The Backstory: The 24-year-old became a star in her native Sweden after competing (and ultimately finishing third) on the sixth season of the country’s Idol franchise. She quickly followed up her TV stint with a banger-filled album in 2010, but later retreated from the spotlight, choosing to figure out her early 20s — and her musical identity — in the comfort of obscurity. When she returned in 2014 with the Borderline EP and then 2015’s Kiddo, she won critics over with her playful pop sound — looser and more experimental than the club anthems her home country is known for exporting — and feminist lyrics, which gave a middle-finger to the patriarchy on tracks like the reggae-flavored “Borderline” and the frenetic “Even If I’m Loud It Doesn’t Mean I’m Talking to You.”

Styrke’s new music, however, takes a different approach. “This album is the opposite of the last album,” she explains. “Kiddo was very outward because I went through a phase where I was growing up and realizing, ‘I’m a tiny little person in this big world, and a lot of things are messed up about my place in society.” This time, she’s narrowing her scope: “These songs are all about the inside. It’s almost like the monologues that you have in your head that you don’t tell anyone else.”

Why She Rules: Styrke is making some of the year’s most daring and dynamic pop songs — just listen to this year’s “Say My Name,” which bubbles around a rubbery ukulele loop, or her new single “Mistakes,” which rushes along an addicting electro-pop current. Styrke spent months perfecting the songs with writer-producer Elof Loelv, taking an everything-but-the-kitchen-sink approach to the production. The ukulele addition was something Loelv came up with by accident in the studio one day before Styrke convinced him to make it a central part of the song. The chorus on “Mistakes” also went through several iterations before the two “cracked the code” by introducing the stomping vocoder breakdown. “I really think it pays off to spend a lot of time on production and also songwriting,” Styrke says. “It makes it richer in a sense.”

You can hear her attention to detail on “Mistakes,” which — if you listen closely — features sound effects such as a flickering street-light lamp, a buzzing cell phone, and zipper noises that correspond to certain lyrics and help evoke the butterflies-in-the-stomach feeling of a new relationship. “I want a song to be like one of those pictures that you can look at and find new things in every time,” she says.

She’s also figuring out new ways to use her voice. Styrke has powerful pipes — you can hear them clearly on her post-Idol material — but she takes a more restrained approach in her new music, which often features hushed verses that quietly build up to more grabbing hooks. “I’ve often tried to make my voice as loud as possible to be heard — like, listen to me!” she says. “But I’ve learned that it’s almost easier to get people’s attention if you [sing] really low and quiet. I like using my voice as a way to make people wake up every now and then. You want to snap people out of it.”
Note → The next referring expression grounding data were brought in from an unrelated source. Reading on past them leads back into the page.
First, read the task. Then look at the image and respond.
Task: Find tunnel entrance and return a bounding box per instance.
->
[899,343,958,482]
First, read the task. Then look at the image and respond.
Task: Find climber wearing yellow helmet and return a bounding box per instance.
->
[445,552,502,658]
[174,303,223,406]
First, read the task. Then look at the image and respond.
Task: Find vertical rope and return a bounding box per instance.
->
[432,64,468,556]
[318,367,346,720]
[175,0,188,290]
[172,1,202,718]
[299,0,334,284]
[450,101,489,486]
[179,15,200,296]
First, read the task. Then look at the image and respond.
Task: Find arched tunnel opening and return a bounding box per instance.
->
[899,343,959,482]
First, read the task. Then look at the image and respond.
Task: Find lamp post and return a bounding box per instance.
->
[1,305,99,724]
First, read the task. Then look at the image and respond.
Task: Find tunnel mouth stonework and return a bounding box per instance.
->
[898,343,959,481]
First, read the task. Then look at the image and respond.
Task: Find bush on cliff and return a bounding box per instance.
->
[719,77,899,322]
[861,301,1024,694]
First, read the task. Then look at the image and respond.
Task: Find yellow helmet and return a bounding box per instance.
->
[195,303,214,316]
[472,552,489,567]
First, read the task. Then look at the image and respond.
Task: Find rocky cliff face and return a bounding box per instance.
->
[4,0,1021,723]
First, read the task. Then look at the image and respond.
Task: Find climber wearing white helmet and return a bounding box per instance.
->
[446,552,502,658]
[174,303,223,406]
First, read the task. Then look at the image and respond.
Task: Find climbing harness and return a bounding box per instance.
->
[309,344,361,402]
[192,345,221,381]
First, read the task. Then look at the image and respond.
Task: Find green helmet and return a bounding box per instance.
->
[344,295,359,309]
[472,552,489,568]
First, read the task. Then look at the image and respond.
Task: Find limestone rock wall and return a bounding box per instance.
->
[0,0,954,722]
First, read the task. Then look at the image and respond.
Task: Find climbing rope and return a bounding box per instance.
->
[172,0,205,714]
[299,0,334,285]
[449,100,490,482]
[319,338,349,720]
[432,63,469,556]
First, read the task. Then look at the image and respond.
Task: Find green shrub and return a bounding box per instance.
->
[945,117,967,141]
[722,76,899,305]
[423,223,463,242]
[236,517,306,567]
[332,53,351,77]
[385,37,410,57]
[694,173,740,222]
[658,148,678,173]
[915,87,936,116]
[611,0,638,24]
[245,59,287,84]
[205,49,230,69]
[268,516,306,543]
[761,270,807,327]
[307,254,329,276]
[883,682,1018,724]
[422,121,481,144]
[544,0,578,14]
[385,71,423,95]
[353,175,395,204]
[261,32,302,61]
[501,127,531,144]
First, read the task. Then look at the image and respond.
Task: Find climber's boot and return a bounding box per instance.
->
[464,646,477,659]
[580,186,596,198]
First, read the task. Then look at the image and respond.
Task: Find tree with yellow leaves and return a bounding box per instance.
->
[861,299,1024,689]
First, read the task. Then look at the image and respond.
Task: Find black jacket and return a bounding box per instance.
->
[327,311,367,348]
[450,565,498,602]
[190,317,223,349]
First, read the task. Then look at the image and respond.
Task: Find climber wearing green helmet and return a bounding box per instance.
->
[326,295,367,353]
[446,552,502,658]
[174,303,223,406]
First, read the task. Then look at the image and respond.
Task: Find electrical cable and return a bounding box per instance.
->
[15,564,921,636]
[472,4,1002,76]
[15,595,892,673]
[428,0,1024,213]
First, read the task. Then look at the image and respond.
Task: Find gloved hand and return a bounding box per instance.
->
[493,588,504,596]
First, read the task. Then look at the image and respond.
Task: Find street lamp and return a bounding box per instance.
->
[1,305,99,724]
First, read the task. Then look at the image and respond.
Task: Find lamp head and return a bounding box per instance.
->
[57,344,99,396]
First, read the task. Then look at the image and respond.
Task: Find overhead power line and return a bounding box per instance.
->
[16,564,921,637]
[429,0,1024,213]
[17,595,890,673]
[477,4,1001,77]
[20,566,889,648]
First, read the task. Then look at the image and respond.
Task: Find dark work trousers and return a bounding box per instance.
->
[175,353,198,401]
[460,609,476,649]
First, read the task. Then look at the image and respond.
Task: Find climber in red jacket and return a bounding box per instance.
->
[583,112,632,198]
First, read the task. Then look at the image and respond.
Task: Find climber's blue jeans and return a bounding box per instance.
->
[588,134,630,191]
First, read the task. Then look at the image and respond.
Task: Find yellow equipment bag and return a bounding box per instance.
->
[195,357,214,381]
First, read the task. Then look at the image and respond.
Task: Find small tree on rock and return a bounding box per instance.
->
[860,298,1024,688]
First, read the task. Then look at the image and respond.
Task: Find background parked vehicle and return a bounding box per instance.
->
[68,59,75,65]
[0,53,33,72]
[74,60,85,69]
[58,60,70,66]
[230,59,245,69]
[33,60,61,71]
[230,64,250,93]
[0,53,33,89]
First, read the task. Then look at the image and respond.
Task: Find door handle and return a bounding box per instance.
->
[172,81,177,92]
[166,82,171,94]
What’s Next: Styrke canceled a fall tour with Bleachers to finish work on her upcoming album, which she hopes to put out sometime next year. She has about five finished songs now — mostly recorded with Elof Loelv — and recently headed to L.A. for studio time with Joe Janiak (Britney Spears, Tove Lo), Joel Little (Lorde), and Sean Douglas (Jason Derulo, Thomas Rhett). “I need to get more people into the project because I need to be quicker with finishing the album,” she says, joking. Stateside fans will get a chance to see her on stage soon, however: Lorde just announced that Styrke will open select dates on the U.S. leg of her Melodrama World Tour.